Все захохотали. Сидорке ж было не до смеха. Ничего не видя во тьме и стукаясь головой о перекрытие, то и дело попадая руками и ногами в грязь, задыхаясь от дыма, он попытался было податься назад. Однако сзади напирали эскимосы. В узком коридоре не было возможности разойтись. Проклиная «чукчей», Сидорка полз вперед. Одолев трехсаженный коридор, он отбросил грязную тюленью шкуру, закрывавшую вход, и ввалился в эскимосское жилище.
Несколькими минутами позже оставшиеся снаружи мореходцы услышали возню на крыше балагана, рычание, и наконец из верхнего летнего лаза показалась черная взлохмаченная голова.
— Чукча! — воскликнул Меркурьев.
Глаза вылезавшего через лаз чукчи были зажмурены, рот судорожно хватал воздух, лицо, местами черное от сажи, местами бурое, блестело от жира.
— Апчхи! — чукча мотнул головой. — Громом их! Р-рыбий глаз!
Мнимый чукча, оказавшийся Сидоркой, проворно выскочил из лаза и выпрямился. Что за вид!

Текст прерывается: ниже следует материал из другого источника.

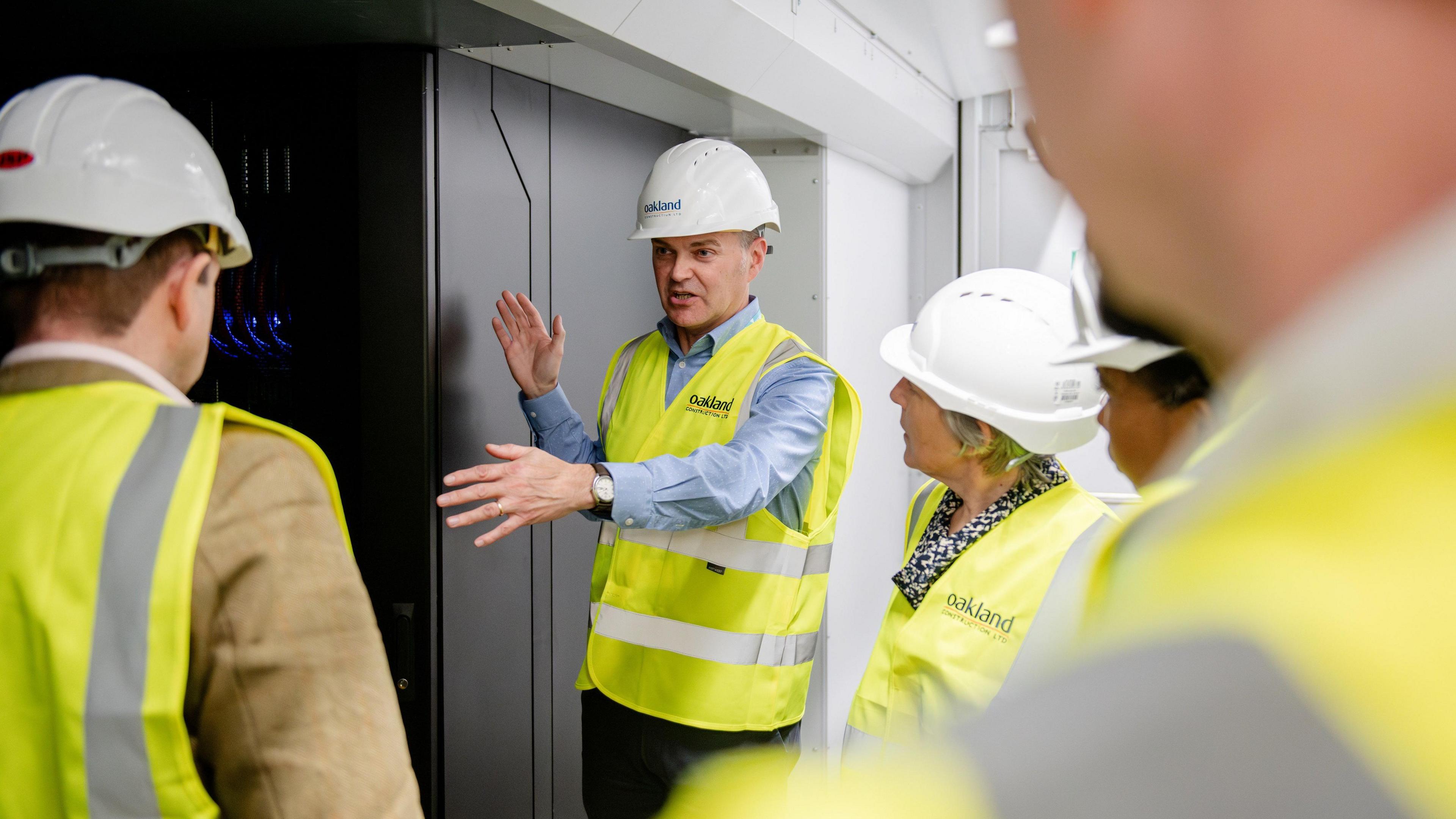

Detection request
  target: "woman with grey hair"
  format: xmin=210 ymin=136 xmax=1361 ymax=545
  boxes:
xmin=844 ymin=270 xmax=1111 ymax=764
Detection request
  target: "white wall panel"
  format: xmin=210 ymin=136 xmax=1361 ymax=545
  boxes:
xmin=825 ymin=152 xmax=912 ymax=769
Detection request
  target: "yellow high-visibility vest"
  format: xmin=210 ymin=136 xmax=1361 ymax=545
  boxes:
xmin=0 ymin=382 xmax=348 ymax=819
xmin=577 ymin=319 xmax=859 ymax=730
xmin=1086 ymin=391 xmax=1456 ymax=816
xmin=849 ymin=479 xmax=1112 ymax=755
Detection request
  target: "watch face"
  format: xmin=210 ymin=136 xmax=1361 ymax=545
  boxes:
xmin=591 ymin=475 xmax=617 ymax=503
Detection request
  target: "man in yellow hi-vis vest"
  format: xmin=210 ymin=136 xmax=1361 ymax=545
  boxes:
xmin=440 ymin=140 xmax=859 ymax=819
xmin=0 ymin=77 xmax=421 ymax=819
xmin=655 ymin=0 xmax=1456 ymax=819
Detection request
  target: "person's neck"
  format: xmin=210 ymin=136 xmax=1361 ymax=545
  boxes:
xmin=673 ymin=296 xmax=753 ymax=356
xmin=19 ymin=321 xmax=188 ymax=392
xmin=930 ymin=458 xmax=1018 ymax=530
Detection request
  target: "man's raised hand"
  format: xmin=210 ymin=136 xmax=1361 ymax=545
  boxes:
xmin=491 ymin=292 xmax=566 ymax=398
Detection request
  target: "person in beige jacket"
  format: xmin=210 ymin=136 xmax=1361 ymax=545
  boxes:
xmin=0 ymin=77 xmax=422 ymax=819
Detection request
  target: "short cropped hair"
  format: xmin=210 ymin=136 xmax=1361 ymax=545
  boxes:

Он был весь в копоти и жире.
— Старая ведьма!
— Ведьма?
— Она совала мне в рот тухлятину…
— Ха-ха-ха!
— Вонища!
Толком от него ничего нельзя было добиться. К слову будь сказано, если старушка-эскимоска усердно потчевала Сидорку тухлой тюленьей головой, то делала это от чистого сердца: такие головы были любимым лакомством эскимосов.
Дежнев спустился в жилище через верхний лаз. Он попал в горницу, длиною в четыре и шириною в две сажени[101]. Нижняя часть жилища на глубину роста человека была вырыта в земле. Моржовые черепа, вставленные в стены меж камнями, скалили зубы, на которых висели гарпуны, копья, луки и сети.